For the next several minutes, he ran down a dozen or so more flights
down the staircase , tried running back up (only to reach the same
looking landing at each turn, albeit with considerably more effort), and
attempted to bang on and to open the door, which only responded with a
loud metallic thud. He stopped, and excited by the possibility that this
could finally be his first ever lucid dream ("and without even trying!
maybe it's something I ate last night?") , he tried to imagine himself
flying, as was the instruction in that magazine piece. Nothing happened,
his feet were still firmly planted on the ground, and after several
attempts he gave that idea up. He pinched the skin of his hand and
experienced the ordinary painful sensation, then with his fist, hit a
wall, which only affirmed its solidity and the still continuing ability
to inflict pain on his knuckles. Slowly, the possibility was dawning on
Joshua that this was not a hallucination or an illusion or the product
of his imagination gone wild, but rather something with a substantively
more real component.
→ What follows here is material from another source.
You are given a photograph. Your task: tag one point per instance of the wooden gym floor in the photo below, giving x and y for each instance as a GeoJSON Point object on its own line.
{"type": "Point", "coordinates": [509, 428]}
His rational mind resisted any such thoughts, but
this rationality kept being slowly eroded by the combination of the
extraordinarily normal behavior of objects within his reach (such as his
body, the walls, the flickering lights on the ceiling and so on) and
the extraordinarily bizarre configuration he found himself and these
objects in.
Josh didn't remember exactly how many hours ago panic began to set in,
but that feeling of helplessness and terror crept into his mind at first
as a tiny spark, and then continued growing within, enveloping and
redirecting all of his thoughts to itself. The panic did not stem from
anything that his body physically lacked, although he was very thirsty
at this point, nor did it arise from any sense of danger or a fear for
his safety. Rather, it was entirely from the utter incomprehensibility
of the situation, and from the doubt he was now assigning to anything
and everything he has ever thought or known to be true. His thoughts
traced back over and over to the morning, to discover, perhaps, any sign
or portent of what was impending, any event that he might have missed
that could have possibly caused all of this. But he found nothing -
nothing stood out, and the change of gears from the ordinary into the
irrational happened quietly and imperceptibly, when he exited from the
fifth floor and started his initial descent. His watch now showed that
it was 6pm, and he wondered if it was already dark outside, and whether
outside existed anymore, or if it even ever existed. He sat down on the
floor, his body aching from walking what must have been hundreds of
flights today, leaned against the metal door, and closed his eyes.